I can’t believe you went through something so difficult, something that’s still affecting you, and I haven’t been able to be there for you.”

  Suhani hears Natasha’s words from a few weeks ago: You should be honest with Zack about everything. She used to tell Natasha that she was sometimes too open. But now she wonders if her sister had a point.

  “You are there for me.” A tear slides down Suhani’s cheek. “You have no idea how much being with you has helped me move on from that time in my life.”

  “You said there’s a lot that went on with him that you haven’t been able to talk about?” Zack asks. “What did you mean by that?”

  Suhani grips the edge of the bar. Another tear dribbles to her chin.

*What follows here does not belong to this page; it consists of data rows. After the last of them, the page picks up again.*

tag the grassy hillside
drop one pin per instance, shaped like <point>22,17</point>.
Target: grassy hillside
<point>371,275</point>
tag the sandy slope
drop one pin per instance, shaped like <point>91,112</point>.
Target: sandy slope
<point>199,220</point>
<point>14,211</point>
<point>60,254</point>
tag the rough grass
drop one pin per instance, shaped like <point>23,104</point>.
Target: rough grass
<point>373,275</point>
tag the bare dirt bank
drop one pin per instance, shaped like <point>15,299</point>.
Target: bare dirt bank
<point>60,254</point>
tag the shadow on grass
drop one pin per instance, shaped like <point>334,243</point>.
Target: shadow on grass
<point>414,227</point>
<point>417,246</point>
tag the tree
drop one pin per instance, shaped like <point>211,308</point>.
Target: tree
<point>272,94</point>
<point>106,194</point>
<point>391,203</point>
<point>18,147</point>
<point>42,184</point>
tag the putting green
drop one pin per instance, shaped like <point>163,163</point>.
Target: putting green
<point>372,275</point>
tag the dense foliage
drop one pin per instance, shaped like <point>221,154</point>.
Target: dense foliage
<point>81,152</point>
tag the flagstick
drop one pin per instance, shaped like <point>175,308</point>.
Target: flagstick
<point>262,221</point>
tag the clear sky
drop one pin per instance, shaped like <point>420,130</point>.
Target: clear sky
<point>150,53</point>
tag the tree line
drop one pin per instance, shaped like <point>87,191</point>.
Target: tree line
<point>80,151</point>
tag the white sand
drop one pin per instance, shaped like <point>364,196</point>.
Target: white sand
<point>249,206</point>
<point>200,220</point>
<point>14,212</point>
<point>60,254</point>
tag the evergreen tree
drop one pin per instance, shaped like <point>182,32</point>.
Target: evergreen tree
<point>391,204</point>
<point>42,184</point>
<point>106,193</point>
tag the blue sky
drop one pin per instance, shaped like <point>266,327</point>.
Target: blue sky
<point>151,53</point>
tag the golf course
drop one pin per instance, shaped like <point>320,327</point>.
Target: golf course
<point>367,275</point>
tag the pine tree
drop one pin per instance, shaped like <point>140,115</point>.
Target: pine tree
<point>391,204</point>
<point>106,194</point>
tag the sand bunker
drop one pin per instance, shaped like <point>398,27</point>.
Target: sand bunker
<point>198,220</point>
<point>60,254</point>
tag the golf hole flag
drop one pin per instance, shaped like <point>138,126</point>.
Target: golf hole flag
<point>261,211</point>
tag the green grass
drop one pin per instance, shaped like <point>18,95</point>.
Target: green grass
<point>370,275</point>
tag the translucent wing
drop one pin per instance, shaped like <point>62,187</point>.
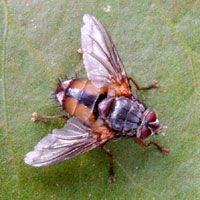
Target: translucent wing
<point>62,144</point>
<point>100,56</point>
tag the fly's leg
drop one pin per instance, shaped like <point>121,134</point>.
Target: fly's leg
<point>165,151</point>
<point>154,84</point>
<point>111,171</point>
<point>80,51</point>
<point>38,117</point>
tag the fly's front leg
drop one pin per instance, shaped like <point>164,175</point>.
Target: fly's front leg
<point>154,84</point>
<point>111,171</point>
<point>165,151</point>
<point>36,117</point>
<point>80,51</point>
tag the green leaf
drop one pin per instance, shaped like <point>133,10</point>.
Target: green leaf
<point>156,40</point>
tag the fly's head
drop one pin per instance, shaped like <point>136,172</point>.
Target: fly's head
<point>61,89</point>
<point>150,125</point>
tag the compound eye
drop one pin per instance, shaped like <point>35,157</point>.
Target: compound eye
<point>145,132</point>
<point>151,116</point>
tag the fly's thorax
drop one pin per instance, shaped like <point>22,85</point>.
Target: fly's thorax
<point>121,114</point>
<point>150,125</point>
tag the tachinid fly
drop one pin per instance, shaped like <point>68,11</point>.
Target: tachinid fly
<point>102,107</point>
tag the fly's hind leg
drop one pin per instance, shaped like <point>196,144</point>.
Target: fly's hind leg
<point>111,171</point>
<point>154,84</point>
<point>36,117</point>
<point>165,151</point>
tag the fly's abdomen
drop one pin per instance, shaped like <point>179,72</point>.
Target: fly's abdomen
<point>80,99</point>
<point>123,116</point>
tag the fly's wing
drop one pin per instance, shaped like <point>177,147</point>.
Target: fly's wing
<point>62,144</point>
<point>100,56</point>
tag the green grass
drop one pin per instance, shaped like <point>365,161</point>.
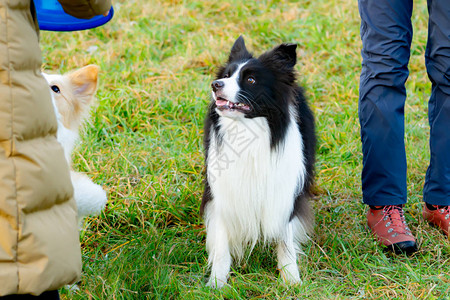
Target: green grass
<point>144,145</point>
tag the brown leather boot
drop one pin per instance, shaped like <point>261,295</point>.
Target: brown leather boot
<point>389,227</point>
<point>437,215</point>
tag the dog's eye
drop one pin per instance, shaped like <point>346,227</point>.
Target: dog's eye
<point>56,89</point>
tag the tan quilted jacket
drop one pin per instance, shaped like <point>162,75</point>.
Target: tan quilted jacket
<point>39,245</point>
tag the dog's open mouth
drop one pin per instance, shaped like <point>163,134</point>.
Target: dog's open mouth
<point>223,104</point>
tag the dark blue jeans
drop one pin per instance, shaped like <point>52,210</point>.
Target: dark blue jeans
<point>386,34</point>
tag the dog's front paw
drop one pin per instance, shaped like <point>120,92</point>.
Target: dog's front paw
<point>216,283</point>
<point>290,276</point>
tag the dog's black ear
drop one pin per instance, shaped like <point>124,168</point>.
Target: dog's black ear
<point>239,51</point>
<point>285,54</point>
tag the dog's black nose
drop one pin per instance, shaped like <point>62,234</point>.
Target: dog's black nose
<point>217,84</point>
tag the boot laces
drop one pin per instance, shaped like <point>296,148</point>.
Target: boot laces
<point>445,209</point>
<point>396,219</point>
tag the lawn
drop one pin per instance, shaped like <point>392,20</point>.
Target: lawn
<point>143,143</point>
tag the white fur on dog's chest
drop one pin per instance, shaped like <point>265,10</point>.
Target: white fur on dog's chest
<point>253,186</point>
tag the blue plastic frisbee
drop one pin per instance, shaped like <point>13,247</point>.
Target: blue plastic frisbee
<point>51,17</point>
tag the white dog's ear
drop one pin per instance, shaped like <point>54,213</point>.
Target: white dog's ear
<point>84,82</point>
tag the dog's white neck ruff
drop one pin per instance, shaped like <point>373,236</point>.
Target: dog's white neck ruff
<point>253,185</point>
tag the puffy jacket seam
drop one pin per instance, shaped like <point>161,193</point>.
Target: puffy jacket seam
<point>11,137</point>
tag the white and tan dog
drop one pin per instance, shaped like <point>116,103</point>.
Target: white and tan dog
<point>72,95</point>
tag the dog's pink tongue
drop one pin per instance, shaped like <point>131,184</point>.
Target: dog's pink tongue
<point>221,102</point>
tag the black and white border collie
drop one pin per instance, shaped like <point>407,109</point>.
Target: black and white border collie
<point>259,154</point>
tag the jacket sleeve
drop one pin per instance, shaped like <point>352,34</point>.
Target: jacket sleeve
<point>85,9</point>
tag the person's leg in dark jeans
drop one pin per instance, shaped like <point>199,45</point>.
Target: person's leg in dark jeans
<point>50,295</point>
<point>386,34</point>
<point>436,192</point>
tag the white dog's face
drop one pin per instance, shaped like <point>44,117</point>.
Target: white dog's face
<point>72,94</point>
<point>227,93</point>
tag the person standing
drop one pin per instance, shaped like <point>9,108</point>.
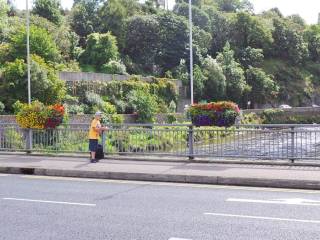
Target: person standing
<point>94,133</point>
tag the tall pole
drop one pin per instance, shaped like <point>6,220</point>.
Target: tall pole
<point>28,52</point>
<point>29,137</point>
<point>191,51</point>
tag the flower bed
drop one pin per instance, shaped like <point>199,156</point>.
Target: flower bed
<point>38,116</point>
<point>221,114</point>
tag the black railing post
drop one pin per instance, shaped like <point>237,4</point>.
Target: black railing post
<point>191,142</point>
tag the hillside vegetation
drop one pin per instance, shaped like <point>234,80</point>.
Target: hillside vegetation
<point>238,55</point>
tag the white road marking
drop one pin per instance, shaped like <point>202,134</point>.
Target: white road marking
<point>54,202</point>
<point>263,218</point>
<point>287,201</point>
<point>191,185</point>
<point>179,239</point>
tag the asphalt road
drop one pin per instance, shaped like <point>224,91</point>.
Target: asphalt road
<point>60,208</point>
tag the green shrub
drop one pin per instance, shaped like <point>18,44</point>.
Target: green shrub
<point>17,106</point>
<point>145,105</point>
<point>171,118</point>
<point>108,108</point>
<point>251,118</point>
<point>272,116</point>
<point>1,107</point>
<point>114,67</point>
<point>76,109</point>
<point>172,107</point>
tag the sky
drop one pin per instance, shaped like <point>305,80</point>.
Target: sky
<point>307,9</point>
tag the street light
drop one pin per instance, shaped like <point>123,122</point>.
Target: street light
<point>29,141</point>
<point>191,51</point>
<point>28,52</point>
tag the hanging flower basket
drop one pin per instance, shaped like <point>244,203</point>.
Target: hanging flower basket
<point>221,114</point>
<point>38,116</point>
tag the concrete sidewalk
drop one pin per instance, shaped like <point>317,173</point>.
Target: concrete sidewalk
<point>303,177</point>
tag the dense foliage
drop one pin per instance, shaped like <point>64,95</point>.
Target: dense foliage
<point>265,59</point>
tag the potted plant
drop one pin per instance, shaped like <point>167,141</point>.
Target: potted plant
<point>38,116</point>
<point>222,114</point>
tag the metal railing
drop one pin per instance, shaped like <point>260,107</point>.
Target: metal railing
<point>182,140</point>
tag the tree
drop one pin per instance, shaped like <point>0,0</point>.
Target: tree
<point>45,85</point>
<point>4,8</point>
<point>289,43</point>
<point>248,31</point>
<point>49,9</point>
<point>174,40</point>
<point>101,48</point>
<point>114,67</point>
<point>65,39</point>
<point>263,87</point>
<point>199,17</point>
<point>143,41</point>
<point>84,18</point>
<point>229,5</point>
<point>235,80</point>
<point>215,85</point>
<point>220,31</point>
<point>312,37</point>
<point>113,14</point>
<point>199,81</point>
<point>251,57</point>
<point>41,44</point>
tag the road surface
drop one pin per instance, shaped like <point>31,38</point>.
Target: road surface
<point>35,207</point>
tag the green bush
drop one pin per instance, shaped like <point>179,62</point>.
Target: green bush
<point>172,107</point>
<point>1,107</point>
<point>272,116</point>
<point>76,109</point>
<point>251,118</point>
<point>114,67</point>
<point>117,91</point>
<point>145,105</point>
<point>171,118</point>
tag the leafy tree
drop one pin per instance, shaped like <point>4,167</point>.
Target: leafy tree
<point>235,80</point>
<point>199,81</point>
<point>297,19</point>
<point>181,72</point>
<point>143,41</point>
<point>144,104</point>
<point>49,9</point>
<point>101,48</point>
<point>4,8</point>
<point>84,18</point>
<point>263,87</point>
<point>114,67</point>
<point>113,15</point>
<point>233,5</point>
<point>248,31</point>
<point>312,36</point>
<point>220,31</point>
<point>65,39</point>
<point>215,85</point>
<point>45,85</point>
<point>199,17</point>
<point>251,57</point>
<point>289,43</point>
<point>174,40</point>
<point>201,40</point>
<point>41,44</point>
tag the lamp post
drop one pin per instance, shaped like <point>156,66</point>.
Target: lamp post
<point>28,52</point>
<point>191,51</point>
<point>29,137</point>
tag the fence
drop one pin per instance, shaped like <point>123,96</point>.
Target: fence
<point>182,140</point>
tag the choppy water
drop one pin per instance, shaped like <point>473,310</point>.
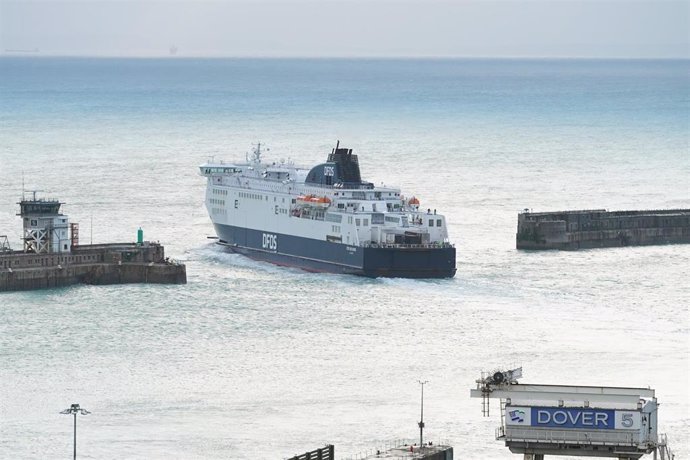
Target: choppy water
<point>254,361</point>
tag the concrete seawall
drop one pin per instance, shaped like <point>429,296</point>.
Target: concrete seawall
<point>571,230</point>
<point>96,264</point>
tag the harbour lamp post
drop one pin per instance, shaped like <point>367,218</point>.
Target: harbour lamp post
<point>75,409</point>
<point>421,418</point>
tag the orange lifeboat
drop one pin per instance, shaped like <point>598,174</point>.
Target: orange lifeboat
<point>313,200</point>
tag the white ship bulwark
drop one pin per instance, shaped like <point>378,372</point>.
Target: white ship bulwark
<point>325,219</point>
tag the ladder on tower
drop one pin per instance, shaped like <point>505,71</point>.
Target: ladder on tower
<point>4,244</point>
<point>663,450</point>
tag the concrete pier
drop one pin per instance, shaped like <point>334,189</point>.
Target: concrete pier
<point>598,228</point>
<point>117,263</point>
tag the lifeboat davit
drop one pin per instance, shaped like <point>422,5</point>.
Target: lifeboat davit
<point>313,200</point>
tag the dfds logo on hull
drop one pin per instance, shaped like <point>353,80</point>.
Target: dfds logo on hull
<point>270,241</point>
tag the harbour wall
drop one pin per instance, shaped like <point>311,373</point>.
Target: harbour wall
<point>118,263</point>
<point>571,230</point>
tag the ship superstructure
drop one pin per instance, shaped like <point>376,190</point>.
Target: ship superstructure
<point>325,218</point>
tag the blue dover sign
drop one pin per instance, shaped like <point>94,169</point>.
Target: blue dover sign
<point>583,418</point>
<point>565,417</point>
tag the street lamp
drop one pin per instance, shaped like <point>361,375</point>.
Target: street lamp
<point>421,419</point>
<point>75,409</point>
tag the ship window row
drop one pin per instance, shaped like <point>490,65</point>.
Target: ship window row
<point>252,196</point>
<point>225,170</point>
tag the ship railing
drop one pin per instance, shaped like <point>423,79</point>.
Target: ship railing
<point>437,245</point>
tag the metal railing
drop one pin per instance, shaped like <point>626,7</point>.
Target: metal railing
<point>439,245</point>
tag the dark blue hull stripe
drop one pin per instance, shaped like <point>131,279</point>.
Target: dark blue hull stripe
<point>326,256</point>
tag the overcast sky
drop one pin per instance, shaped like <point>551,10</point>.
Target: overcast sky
<point>347,28</point>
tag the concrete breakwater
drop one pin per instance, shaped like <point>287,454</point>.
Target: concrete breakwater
<point>116,263</point>
<point>571,230</point>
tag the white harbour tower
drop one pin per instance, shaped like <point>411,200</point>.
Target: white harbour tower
<point>567,420</point>
<point>45,229</point>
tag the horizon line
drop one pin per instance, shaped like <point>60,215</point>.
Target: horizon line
<point>34,54</point>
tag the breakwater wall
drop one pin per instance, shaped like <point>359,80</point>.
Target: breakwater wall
<point>117,263</point>
<point>571,230</point>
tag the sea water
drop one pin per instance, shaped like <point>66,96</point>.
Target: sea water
<point>249,360</point>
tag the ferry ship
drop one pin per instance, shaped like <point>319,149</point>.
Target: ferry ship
<point>325,219</point>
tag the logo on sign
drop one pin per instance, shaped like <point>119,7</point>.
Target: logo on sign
<point>572,418</point>
<point>269,241</point>
<point>517,415</point>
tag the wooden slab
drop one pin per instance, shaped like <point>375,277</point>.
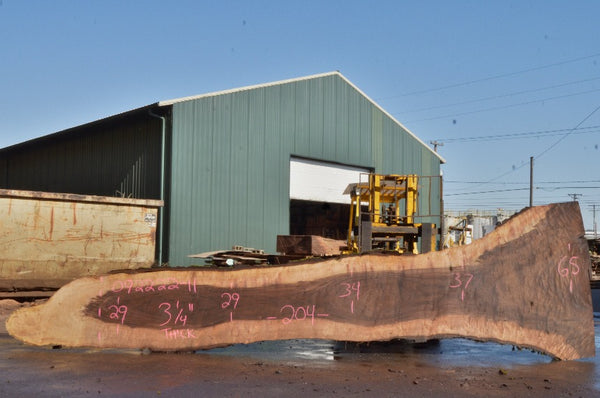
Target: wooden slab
<point>48,239</point>
<point>309,245</point>
<point>525,284</point>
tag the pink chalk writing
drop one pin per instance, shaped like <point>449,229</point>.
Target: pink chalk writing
<point>458,282</point>
<point>568,267</point>
<point>231,300</point>
<point>352,291</point>
<point>148,285</point>
<point>172,334</point>
<point>300,313</point>
<point>180,318</point>
<point>119,312</point>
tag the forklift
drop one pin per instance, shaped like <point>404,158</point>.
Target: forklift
<point>382,216</point>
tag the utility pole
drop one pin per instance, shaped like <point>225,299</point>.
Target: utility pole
<point>436,144</point>
<point>531,181</point>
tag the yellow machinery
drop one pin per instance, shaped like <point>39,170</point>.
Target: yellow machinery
<point>382,216</point>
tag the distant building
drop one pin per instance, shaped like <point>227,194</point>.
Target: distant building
<point>462,227</point>
<point>235,167</point>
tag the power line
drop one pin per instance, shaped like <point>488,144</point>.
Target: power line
<point>502,107</point>
<point>569,133</point>
<point>530,134</point>
<point>498,96</point>
<point>466,83</point>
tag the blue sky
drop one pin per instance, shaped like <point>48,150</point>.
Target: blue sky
<point>496,81</point>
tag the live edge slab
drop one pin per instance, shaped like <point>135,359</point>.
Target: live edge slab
<point>525,284</point>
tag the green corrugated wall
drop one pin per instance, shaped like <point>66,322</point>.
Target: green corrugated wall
<point>231,155</point>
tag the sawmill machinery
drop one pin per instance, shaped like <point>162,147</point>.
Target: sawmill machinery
<point>382,215</point>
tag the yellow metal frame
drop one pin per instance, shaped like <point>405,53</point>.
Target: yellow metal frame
<point>391,199</point>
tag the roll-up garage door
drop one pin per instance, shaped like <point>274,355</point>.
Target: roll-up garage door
<point>320,181</point>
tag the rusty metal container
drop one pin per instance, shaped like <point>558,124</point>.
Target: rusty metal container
<point>48,239</point>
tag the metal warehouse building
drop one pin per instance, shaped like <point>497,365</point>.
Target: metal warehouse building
<point>235,167</point>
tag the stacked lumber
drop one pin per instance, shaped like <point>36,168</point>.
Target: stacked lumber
<point>525,284</point>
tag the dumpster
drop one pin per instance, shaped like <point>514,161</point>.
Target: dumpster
<point>48,239</point>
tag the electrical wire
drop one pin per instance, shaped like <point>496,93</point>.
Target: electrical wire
<point>469,82</point>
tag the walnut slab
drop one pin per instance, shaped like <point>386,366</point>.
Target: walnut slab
<point>525,284</point>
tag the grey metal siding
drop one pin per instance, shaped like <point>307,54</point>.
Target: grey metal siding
<point>231,155</point>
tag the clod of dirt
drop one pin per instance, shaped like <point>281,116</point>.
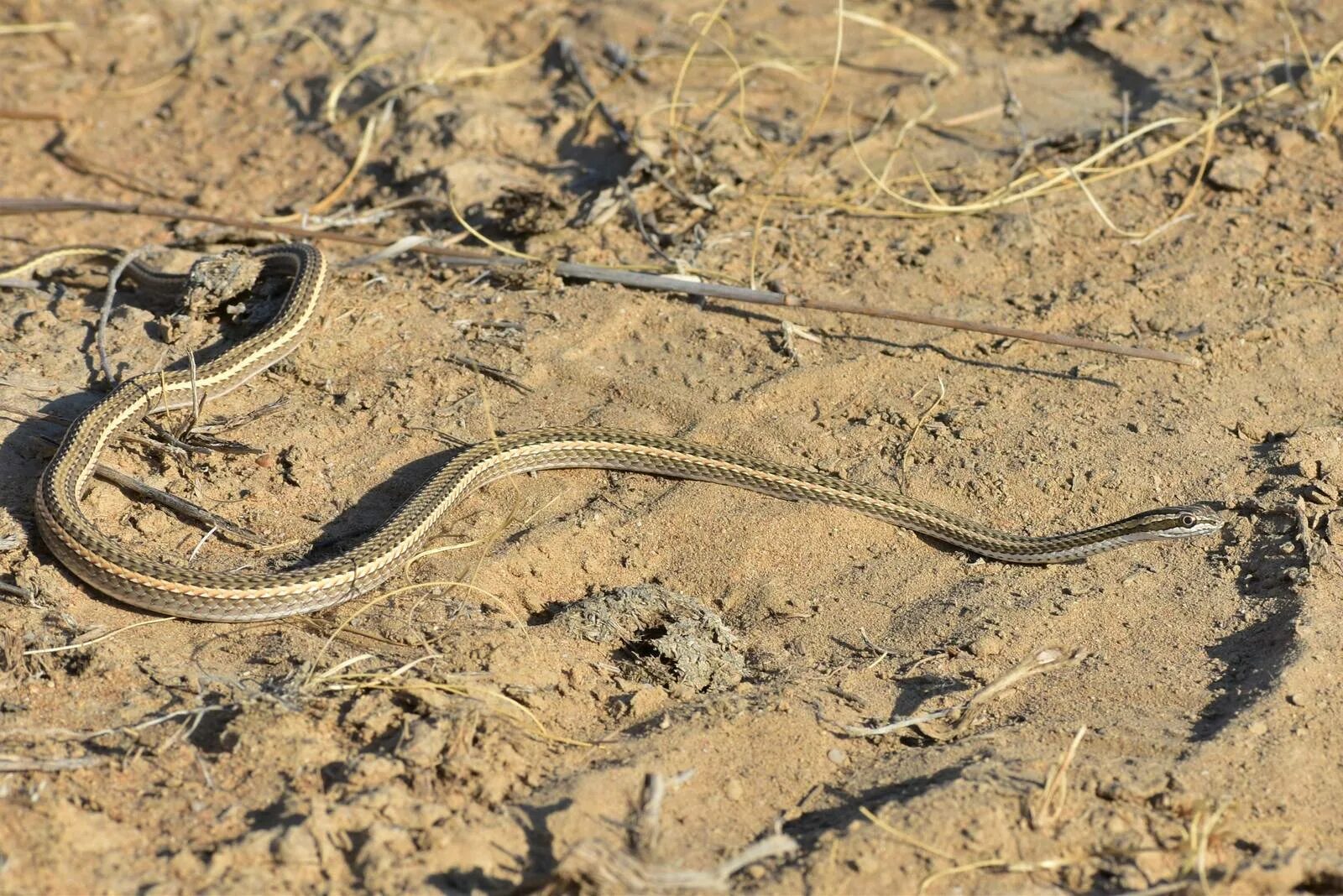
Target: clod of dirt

  “You know,” Zack says. “You always say there’s all this stuff I don’t get about you, whether it’s being a woman of color or things with your parents, but sometimes I almost wonder if you want to have some distance from me.”

  “Of course I don’t want distance from you!” Suhani says. “It’s just not that simple.”

  “Well, that’s just great, Suhani.” Zack shakes his head with disbelief. “You know what? Maybe I’m the one who needs distance right now.” The legs of his chair make a scraping sound as he pushes away from the bar.

  “Zack, don’t do that.”

  Zack’s never the one to react in the heat of emotion. She tries to put her hand over his, but Zack shoves his wallet into his back pocket, grabs his blazer, and leaves.

  Fifteen

  Bina

  You were right about Rajat Bhai’s toupee!” Mira raises a triumphant fist into the air. “It almost fell off at the temple yesterday. I saw him catch it before it plopped into the moong dal.”

  “Ha! I told you!” Kavita says.

  “I know someone else who has one,” Mona chimes in. “You’ll never gu—”

  “HELLO!” Bina interrupts. “I think it’s important for us to focus on why we’re here today.”